In this documentary, Bear Grylls takes us on a journey through the most extreme version of the world's highest and most legendary peak: Mount Everest. Several leading figures in mountaineering and extreme sports, for whom a standard ascent is no longer enough, transform Everest into a laboratory for extreme challenges. Told through archival footage and reenactments, this elite group seeks new forms of performance, attempting to ski the slopes, snowboard down them, hang-glide or paraglide above the summit ridge, open new routes on more technical and exposed faces, and break climbing records. The documentary also highlights the essential role of the Sherpas, the colossal logistics behind each attempt, the explosion of commercial expeditions, and the moral debate surrounding the ever-increasing risks involved in breaking records or achieving unprecedented feats.
Clean Mountains
In 2013, the world's media reported on a shocking mountain-high brawl as European climbers fled a mob of angry Sherpas. Director Jennifer Peedom and her team set out to uncover the cause of this altercation, intending to film the 2014 climbing season from the Sherpa's point-of-view. Instead, they captured Everest's greatest tragedy, when a huge block of ice crashed down onto the climbing route...
A documentary of the first successful expedition to the summit of Mount Everest. New Zealand's Edmund Hillary and Sherpa Tenzing Norgay climb Mount Everest in 1953.
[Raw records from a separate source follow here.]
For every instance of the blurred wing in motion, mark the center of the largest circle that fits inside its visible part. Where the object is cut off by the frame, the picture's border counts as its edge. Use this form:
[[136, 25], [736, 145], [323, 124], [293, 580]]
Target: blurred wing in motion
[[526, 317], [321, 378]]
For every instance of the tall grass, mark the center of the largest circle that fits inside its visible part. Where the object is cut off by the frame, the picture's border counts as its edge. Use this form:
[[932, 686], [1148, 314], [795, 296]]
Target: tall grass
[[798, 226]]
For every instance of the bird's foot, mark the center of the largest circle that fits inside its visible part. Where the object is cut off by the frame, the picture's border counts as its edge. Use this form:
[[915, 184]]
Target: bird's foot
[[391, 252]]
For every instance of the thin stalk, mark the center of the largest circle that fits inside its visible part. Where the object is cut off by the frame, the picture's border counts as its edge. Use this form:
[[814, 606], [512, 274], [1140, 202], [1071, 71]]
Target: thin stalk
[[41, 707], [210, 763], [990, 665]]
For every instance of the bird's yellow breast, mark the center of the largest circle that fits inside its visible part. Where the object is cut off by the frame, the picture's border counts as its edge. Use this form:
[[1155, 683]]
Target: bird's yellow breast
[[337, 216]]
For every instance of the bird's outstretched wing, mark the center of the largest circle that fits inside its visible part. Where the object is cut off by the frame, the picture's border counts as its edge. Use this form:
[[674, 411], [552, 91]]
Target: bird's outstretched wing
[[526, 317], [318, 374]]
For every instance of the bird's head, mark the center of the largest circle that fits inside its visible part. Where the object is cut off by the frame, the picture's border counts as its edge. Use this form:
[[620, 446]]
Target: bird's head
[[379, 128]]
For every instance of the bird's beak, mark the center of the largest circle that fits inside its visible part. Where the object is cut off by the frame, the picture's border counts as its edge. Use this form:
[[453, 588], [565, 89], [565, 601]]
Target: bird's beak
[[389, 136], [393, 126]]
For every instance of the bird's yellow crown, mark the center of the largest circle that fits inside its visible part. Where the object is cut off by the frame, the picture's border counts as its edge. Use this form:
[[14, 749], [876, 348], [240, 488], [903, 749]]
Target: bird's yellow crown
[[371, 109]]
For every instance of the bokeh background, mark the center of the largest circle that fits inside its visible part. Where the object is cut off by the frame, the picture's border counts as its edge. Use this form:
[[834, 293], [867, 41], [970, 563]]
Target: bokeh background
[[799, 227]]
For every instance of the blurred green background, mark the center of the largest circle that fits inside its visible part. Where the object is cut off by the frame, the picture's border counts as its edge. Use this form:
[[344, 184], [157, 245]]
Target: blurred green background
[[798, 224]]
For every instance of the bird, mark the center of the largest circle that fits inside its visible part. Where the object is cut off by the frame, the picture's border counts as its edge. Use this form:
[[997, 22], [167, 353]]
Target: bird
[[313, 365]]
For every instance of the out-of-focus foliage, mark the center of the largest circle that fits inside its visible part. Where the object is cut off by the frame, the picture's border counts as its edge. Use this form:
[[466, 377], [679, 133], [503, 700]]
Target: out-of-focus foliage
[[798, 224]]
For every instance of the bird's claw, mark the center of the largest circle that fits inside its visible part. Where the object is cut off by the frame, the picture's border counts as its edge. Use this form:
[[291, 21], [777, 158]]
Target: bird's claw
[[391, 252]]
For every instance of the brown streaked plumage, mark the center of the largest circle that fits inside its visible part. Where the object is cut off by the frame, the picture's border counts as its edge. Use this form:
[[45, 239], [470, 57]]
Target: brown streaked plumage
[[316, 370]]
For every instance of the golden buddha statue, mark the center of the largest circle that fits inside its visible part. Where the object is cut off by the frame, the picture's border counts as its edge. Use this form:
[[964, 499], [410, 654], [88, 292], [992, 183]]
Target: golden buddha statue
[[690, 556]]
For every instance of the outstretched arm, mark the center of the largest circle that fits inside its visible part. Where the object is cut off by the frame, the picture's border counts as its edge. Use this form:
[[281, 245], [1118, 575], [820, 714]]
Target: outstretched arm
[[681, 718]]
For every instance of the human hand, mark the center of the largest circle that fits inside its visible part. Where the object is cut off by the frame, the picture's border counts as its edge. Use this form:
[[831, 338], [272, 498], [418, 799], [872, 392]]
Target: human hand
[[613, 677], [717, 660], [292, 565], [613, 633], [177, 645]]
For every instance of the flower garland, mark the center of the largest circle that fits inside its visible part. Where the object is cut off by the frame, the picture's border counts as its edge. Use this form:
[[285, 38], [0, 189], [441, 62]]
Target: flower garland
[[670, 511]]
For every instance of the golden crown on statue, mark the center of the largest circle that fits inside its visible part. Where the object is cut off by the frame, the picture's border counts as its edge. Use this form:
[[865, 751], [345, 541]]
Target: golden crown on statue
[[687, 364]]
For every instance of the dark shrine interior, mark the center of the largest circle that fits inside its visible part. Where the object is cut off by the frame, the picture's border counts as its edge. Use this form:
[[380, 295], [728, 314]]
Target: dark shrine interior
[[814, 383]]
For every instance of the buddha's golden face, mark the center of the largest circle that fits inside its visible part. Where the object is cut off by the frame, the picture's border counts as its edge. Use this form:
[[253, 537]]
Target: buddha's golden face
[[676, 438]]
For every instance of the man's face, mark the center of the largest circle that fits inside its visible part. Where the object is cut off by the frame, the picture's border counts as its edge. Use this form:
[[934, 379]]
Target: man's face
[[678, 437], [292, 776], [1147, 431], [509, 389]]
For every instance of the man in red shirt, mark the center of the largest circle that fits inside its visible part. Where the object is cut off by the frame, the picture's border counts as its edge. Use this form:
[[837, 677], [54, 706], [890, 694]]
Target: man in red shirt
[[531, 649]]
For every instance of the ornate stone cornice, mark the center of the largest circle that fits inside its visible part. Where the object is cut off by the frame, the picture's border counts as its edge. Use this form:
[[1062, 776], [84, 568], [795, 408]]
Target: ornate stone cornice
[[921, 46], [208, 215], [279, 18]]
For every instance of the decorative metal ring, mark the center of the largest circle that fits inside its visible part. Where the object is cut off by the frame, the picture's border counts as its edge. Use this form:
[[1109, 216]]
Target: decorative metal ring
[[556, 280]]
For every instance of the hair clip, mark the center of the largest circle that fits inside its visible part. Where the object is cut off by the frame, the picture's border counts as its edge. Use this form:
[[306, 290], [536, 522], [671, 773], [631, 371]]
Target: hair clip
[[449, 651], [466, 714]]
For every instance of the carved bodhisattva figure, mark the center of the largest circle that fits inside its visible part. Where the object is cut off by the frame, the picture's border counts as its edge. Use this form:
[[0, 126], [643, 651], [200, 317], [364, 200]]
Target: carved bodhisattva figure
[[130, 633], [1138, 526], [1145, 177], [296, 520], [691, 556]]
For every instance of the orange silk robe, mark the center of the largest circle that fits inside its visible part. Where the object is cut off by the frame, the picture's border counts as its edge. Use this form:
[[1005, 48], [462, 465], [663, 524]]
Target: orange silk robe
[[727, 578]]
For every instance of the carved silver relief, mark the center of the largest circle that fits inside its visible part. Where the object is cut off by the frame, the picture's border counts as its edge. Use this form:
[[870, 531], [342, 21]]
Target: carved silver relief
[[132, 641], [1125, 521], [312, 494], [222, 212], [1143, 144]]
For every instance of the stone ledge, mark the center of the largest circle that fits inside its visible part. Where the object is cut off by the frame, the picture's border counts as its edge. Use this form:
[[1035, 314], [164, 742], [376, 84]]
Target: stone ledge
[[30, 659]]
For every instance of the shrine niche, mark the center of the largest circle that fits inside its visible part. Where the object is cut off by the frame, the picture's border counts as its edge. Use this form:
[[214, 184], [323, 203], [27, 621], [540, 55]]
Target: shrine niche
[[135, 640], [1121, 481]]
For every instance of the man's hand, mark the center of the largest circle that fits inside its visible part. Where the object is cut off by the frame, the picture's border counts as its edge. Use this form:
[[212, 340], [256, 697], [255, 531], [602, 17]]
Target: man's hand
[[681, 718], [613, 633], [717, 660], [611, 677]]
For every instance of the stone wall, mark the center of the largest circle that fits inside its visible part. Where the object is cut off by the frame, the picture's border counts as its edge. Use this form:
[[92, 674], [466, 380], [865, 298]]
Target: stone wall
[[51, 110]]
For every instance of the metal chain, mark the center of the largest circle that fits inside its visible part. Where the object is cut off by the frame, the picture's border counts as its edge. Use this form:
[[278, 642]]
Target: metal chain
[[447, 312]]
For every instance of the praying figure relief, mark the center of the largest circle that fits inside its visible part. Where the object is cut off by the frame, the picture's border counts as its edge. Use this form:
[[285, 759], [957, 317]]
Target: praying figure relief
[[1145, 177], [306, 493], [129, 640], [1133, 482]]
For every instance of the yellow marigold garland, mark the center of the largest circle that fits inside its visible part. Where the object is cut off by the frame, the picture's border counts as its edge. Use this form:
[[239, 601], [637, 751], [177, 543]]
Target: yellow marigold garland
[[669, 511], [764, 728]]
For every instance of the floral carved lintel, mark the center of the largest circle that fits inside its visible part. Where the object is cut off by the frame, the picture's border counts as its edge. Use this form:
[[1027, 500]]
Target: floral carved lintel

Ueli Steck (Switzerland), Simone Moro (Italy) and Jon Griffith (GB) are not like 95% of the climbers on Everest: they don't use oxygen, altimeters (improperly called Sherpas), or fixed ropes. In 2013, the trio aims to repeat the arduous Western Spur. The Sherpas have the mission to equip the mountain with fixed ropes on this famous day, up to Camp 3: ropes without which customers of commercial expeditions could not climb Everest. An argument ensued, insults were hurled from both sides. The confrontation at Camp 2 degenerated: a Sherpa water bottle physically attacked the trio of Europeans. Blows and stones were thrown and threats led the trio to flee the mountain. The Réel Rock film crew, which is part of the climbing team, films this chaos without complacency.